If, as Harold Wilson’s adage claimed, a week is a long time in politics, then seven months is an aeon. Last January the Conservative MP Sir Desmond Swayne suggested to Theresa May in the House of Commons that prorogation of Parliament might provide a solution to certain little Brexit-related difficulties. Both he and the Prime Minister treated the question in a fairly flippant style and the exchange was light-hearted.
This commentator, however, had already been mulling such options as a response to the feral behaviour of the House of Commons under the leadership of a maverick Speaker and, considering prorogation a serious possibility, canvassed such a course of action in a piece published by Reaction. The response was a torrent of outrage and derision, focusing chiefly on the state of mental deterioration that must be afflicting anyone who could publicly promote such a suggestion.

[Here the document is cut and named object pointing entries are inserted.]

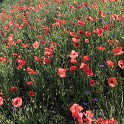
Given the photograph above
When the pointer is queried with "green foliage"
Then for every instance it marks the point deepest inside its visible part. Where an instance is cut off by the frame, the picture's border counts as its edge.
(21, 27)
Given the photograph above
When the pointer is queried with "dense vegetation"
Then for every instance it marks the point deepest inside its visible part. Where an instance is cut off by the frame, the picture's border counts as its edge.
(62, 62)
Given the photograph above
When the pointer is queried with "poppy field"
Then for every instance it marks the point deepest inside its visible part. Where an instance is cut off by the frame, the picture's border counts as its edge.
(62, 62)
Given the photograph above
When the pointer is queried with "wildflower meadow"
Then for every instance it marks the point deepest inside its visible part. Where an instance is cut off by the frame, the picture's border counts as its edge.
(62, 62)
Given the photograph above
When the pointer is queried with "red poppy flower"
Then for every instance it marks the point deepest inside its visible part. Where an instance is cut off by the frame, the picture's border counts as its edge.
(115, 17)
(1, 101)
(86, 58)
(37, 59)
(81, 32)
(101, 48)
(17, 102)
(73, 54)
(87, 41)
(46, 61)
(2, 60)
(81, 23)
(88, 34)
(73, 61)
(62, 72)
(76, 112)
(102, 14)
(92, 83)
(13, 89)
(118, 51)
(121, 64)
(89, 19)
(36, 44)
(31, 71)
(31, 93)
(89, 73)
(48, 52)
(109, 63)
(72, 68)
(112, 82)
(89, 117)
(75, 40)
(72, 34)
(29, 83)
(84, 67)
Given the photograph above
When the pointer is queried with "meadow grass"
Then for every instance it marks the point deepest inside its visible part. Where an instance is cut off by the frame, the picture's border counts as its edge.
(54, 53)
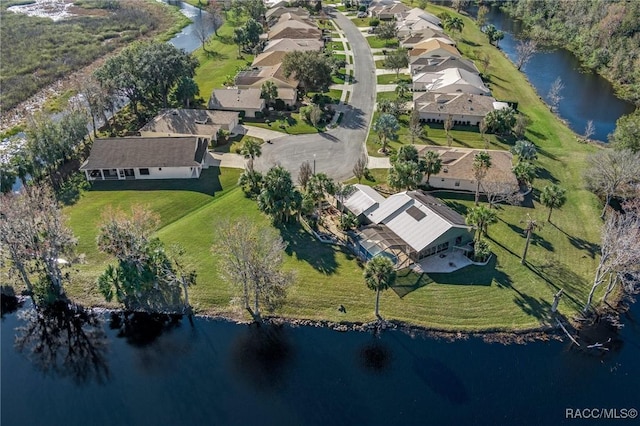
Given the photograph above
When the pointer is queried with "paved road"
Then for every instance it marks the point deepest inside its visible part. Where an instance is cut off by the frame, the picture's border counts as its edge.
(335, 151)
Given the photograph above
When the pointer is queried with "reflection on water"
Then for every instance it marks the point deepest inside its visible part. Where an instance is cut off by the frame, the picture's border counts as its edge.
(68, 341)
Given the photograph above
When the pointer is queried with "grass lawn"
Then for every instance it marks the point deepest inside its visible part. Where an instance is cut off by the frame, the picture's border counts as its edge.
(377, 43)
(220, 60)
(392, 79)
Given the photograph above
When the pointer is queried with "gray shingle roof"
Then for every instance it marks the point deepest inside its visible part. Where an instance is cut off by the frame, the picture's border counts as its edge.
(145, 152)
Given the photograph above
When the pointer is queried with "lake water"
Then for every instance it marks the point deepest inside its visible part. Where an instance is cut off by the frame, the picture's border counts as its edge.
(586, 95)
(167, 371)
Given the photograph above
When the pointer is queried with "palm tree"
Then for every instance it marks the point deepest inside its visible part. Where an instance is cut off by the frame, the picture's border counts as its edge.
(432, 164)
(403, 89)
(525, 172)
(525, 150)
(481, 165)
(481, 217)
(554, 197)
(454, 24)
(379, 275)
(386, 126)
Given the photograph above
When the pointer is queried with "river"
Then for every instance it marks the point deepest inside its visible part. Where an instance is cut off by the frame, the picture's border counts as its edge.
(162, 371)
(586, 95)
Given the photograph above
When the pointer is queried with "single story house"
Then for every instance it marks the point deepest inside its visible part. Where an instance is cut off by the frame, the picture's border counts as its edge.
(234, 99)
(362, 201)
(450, 80)
(463, 108)
(457, 169)
(410, 226)
(419, 65)
(190, 122)
(289, 45)
(433, 48)
(146, 158)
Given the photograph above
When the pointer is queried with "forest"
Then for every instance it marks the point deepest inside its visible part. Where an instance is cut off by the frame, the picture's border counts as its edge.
(37, 51)
(603, 34)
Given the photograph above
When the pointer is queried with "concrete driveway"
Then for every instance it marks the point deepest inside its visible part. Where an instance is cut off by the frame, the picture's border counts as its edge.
(335, 151)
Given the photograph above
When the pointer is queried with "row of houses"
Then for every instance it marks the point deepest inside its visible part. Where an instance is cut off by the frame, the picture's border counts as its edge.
(290, 29)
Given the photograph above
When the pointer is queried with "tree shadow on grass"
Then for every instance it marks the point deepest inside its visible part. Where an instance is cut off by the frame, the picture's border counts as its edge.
(302, 245)
(208, 183)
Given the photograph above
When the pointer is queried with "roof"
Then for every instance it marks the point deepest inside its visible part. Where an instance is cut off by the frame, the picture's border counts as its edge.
(190, 121)
(236, 99)
(428, 46)
(289, 45)
(425, 64)
(363, 199)
(457, 163)
(417, 218)
(450, 103)
(145, 152)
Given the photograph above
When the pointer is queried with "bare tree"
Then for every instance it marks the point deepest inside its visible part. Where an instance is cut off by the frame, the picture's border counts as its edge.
(610, 173)
(304, 174)
(501, 192)
(555, 94)
(589, 130)
(530, 226)
(525, 51)
(415, 127)
(360, 168)
(619, 252)
(36, 241)
(251, 258)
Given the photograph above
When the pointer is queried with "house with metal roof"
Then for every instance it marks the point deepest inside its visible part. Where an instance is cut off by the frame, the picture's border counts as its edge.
(410, 226)
(146, 158)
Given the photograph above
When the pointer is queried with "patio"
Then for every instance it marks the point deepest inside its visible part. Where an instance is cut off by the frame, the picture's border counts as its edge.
(442, 263)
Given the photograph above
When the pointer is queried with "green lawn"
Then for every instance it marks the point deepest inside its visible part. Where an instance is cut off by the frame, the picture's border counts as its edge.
(376, 43)
(220, 60)
(392, 79)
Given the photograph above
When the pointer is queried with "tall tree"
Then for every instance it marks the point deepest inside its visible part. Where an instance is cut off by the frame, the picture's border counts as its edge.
(36, 242)
(553, 197)
(251, 258)
(555, 94)
(145, 276)
(386, 127)
(530, 226)
(524, 150)
(481, 165)
(269, 92)
(379, 275)
(627, 132)
(481, 217)
(312, 69)
(610, 172)
(619, 252)
(279, 198)
(525, 49)
(415, 126)
(432, 163)
(360, 167)
(396, 60)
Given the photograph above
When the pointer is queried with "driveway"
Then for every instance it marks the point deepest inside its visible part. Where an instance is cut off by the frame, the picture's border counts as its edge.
(335, 151)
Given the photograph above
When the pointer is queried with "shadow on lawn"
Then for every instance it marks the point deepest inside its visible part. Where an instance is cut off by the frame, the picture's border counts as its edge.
(208, 183)
(321, 257)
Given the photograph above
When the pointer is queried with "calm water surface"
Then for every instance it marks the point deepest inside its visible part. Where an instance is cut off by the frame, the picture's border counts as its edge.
(172, 372)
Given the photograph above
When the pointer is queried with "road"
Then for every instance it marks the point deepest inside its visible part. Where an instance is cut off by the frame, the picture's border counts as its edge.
(335, 151)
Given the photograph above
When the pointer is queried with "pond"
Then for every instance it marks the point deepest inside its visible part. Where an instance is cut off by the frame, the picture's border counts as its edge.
(161, 370)
(586, 95)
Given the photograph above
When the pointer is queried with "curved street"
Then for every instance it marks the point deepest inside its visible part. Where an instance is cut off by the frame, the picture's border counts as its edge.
(334, 152)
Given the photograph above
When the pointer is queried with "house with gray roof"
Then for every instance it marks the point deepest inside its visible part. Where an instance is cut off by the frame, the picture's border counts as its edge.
(410, 226)
(146, 158)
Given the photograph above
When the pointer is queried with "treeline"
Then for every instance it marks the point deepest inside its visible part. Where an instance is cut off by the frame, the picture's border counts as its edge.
(603, 34)
(38, 51)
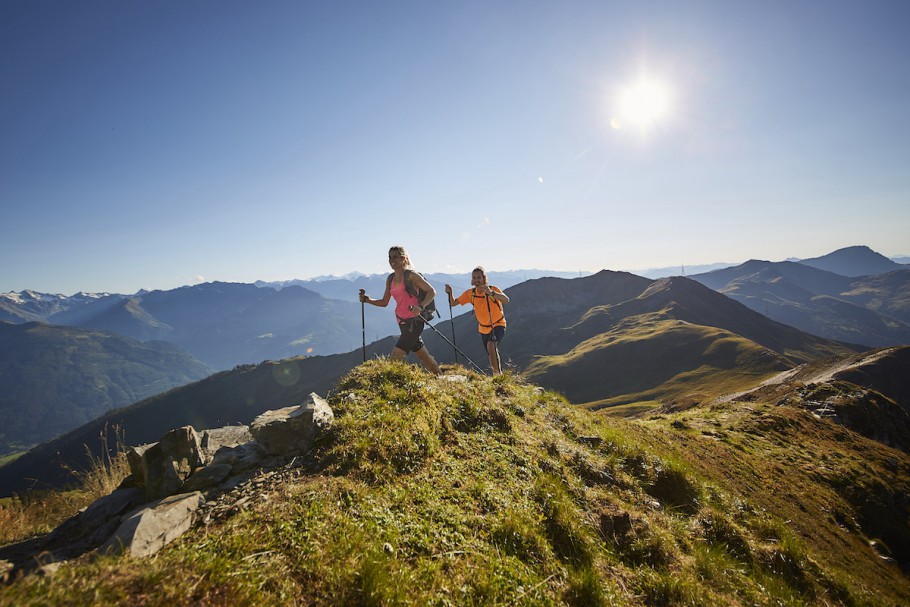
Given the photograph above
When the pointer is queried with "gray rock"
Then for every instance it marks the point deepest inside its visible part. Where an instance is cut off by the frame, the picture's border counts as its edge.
(165, 465)
(240, 458)
(149, 529)
(292, 430)
(226, 436)
(91, 526)
(206, 478)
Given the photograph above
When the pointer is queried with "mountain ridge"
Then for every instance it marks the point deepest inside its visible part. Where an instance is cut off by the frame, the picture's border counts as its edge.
(467, 489)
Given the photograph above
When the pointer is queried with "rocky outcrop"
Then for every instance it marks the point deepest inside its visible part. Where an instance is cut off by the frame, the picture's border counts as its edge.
(292, 429)
(147, 530)
(171, 480)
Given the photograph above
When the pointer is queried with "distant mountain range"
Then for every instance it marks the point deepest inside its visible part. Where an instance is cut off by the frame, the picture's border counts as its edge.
(53, 379)
(850, 261)
(837, 303)
(227, 324)
(604, 340)
(607, 339)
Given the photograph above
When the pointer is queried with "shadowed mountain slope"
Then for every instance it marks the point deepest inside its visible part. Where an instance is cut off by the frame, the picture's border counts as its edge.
(870, 310)
(54, 379)
(226, 398)
(618, 339)
(611, 335)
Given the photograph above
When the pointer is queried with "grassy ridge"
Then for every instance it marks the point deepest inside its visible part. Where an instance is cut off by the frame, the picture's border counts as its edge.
(490, 491)
(653, 358)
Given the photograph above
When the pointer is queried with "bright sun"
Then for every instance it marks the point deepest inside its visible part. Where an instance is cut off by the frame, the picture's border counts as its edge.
(641, 105)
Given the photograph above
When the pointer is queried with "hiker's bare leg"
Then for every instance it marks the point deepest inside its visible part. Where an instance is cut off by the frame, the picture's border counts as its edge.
(428, 361)
(493, 351)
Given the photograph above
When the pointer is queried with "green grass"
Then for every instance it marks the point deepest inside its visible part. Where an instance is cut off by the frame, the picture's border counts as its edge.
(494, 492)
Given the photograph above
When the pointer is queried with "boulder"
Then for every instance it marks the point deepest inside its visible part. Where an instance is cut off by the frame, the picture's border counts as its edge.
(292, 430)
(162, 467)
(206, 478)
(226, 436)
(149, 529)
(92, 525)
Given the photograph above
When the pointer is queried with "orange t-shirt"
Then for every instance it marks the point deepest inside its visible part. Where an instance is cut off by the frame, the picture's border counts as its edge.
(484, 308)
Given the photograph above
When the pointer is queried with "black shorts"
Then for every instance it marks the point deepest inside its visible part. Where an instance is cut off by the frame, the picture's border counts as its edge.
(495, 335)
(411, 329)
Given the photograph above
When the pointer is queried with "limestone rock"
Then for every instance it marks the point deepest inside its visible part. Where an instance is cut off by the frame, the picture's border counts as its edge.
(154, 526)
(292, 430)
(93, 525)
(206, 478)
(163, 466)
(226, 436)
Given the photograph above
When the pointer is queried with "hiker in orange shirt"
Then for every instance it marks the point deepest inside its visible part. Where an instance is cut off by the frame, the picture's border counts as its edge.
(491, 321)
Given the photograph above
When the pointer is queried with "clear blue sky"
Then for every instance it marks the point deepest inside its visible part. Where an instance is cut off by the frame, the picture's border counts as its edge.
(157, 144)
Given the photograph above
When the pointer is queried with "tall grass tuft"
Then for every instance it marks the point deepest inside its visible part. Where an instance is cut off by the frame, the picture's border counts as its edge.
(37, 512)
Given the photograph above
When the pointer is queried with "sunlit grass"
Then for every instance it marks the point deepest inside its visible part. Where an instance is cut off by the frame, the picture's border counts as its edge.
(494, 492)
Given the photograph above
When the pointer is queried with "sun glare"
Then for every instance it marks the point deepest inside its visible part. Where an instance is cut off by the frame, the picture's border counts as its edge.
(641, 105)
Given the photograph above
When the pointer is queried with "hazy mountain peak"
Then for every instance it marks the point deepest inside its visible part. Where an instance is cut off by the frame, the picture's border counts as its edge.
(853, 261)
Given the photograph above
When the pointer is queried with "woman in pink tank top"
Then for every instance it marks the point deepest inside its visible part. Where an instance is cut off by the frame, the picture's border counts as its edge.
(407, 307)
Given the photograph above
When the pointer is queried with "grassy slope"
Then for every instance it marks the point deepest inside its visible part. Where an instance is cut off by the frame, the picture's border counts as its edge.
(491, 491)
(654, 358)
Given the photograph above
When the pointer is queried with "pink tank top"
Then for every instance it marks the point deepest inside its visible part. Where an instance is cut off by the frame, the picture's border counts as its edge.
(402, 300)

Prorogation of parliament, chorused the Remainers, was a device of Charles I, long obsolescent in British constitutional practice (an argument that conveniently ignored the fact that John Bercow had resorted to a precedent dating from James I to implement one of his constitutional coups).
In fact it was all nonsense. Prorogation is, as Jacob Rees-Mogg stated at Aberdeen airport on his way back from Balmoral, “a completely normal constitutional procedure”. It occurred every year between 2012 and 2017, at a time when Charles I was not very evidently engaged in the affairs of his sometime kingdom. There is no need to rehearse here the history, technicalities and enduring relevance of parliamentary prorogation since those issues have already been covered in another more recent Reaction piece: Proroguing parliament is legal and should be on the table.
So, in January, the accepted orthodoxy in the Westminster bubble was that prorogation was a lunacy. Yet, on 28 August, we find the following announcement published following a meeting of the Privy Council: “It is this day ordered by Her Majesty in Council that the Parliament be prorogued on a day no earlier than Monday the 9th day of September and no later than Thursday the 12th day of September 2019 to Monday the 14th day of October 2019…”
There is no valid constitutional objection to this measure. This parliamentary session has been the longest since the reign of… yes, you’ve guessed, Charles I. It is high time we had a Queen’s speech to revitalize public policy on the eve of Brexit. Remainer rebels – for that is what they are transforming themselves into in reaction to a royal command – have no grounds for complaint. The dogs in the street know their objective is not to avert no-deal tailbacks at Dover but to negate the will of 17.4 million voters.
Remainers crying foul is parody. John Bercow, in contravention of the convention that the Speaker does not comment on political decisions, denounced the prorogation as a “constitutional outrage”. That is rich, coming from a man who has outraged every inconvenient constitutional propriety in the House of Commons in his partisan attempt to block Brexit.
Sir John Major is seeking legal advice on how to block prorogation – despite the fact he was the last prime minister to use prorogation controversially, to prevent publication of a report that would have provoked a scandal on the eve of a general election. Philip Hammond called the prorogation “profoundly undemocratic” – so, not like his unremitting efforts to overturn the largest democratic verdict in British history, then.
Liberal leader Jo Swinson condemned prorogation as a “dangerous and unacceptable course of action”: less than twenty-four hours previously she had been cavorting in Church House, Westminster, with other extravagant Remainers proposing to set up a pantomime parliament at that venue in defiance of the majority will of the electorate.
Remainers will now hope to challenge prorogation in the courts. Good luck with that. The act of prorogation belongs to that part of the royal prerogative that is non-justiciable. All that lawyers could do is claim that the advice given to Her Majesty was illegal. What court has the competence to adjudge that? Here we are at the innermost nerve of our constitution: any destructive intervention there would be as great a de facto revolution as 1688.
And the elephant in the room is the universally recognized attempt by the elites to overturn the legally expressed will of a majority of the electorate. That electoral majority is what it is all about. That is what the Queen, by exercising irreproachably her legitimate constitutional function, is preserving.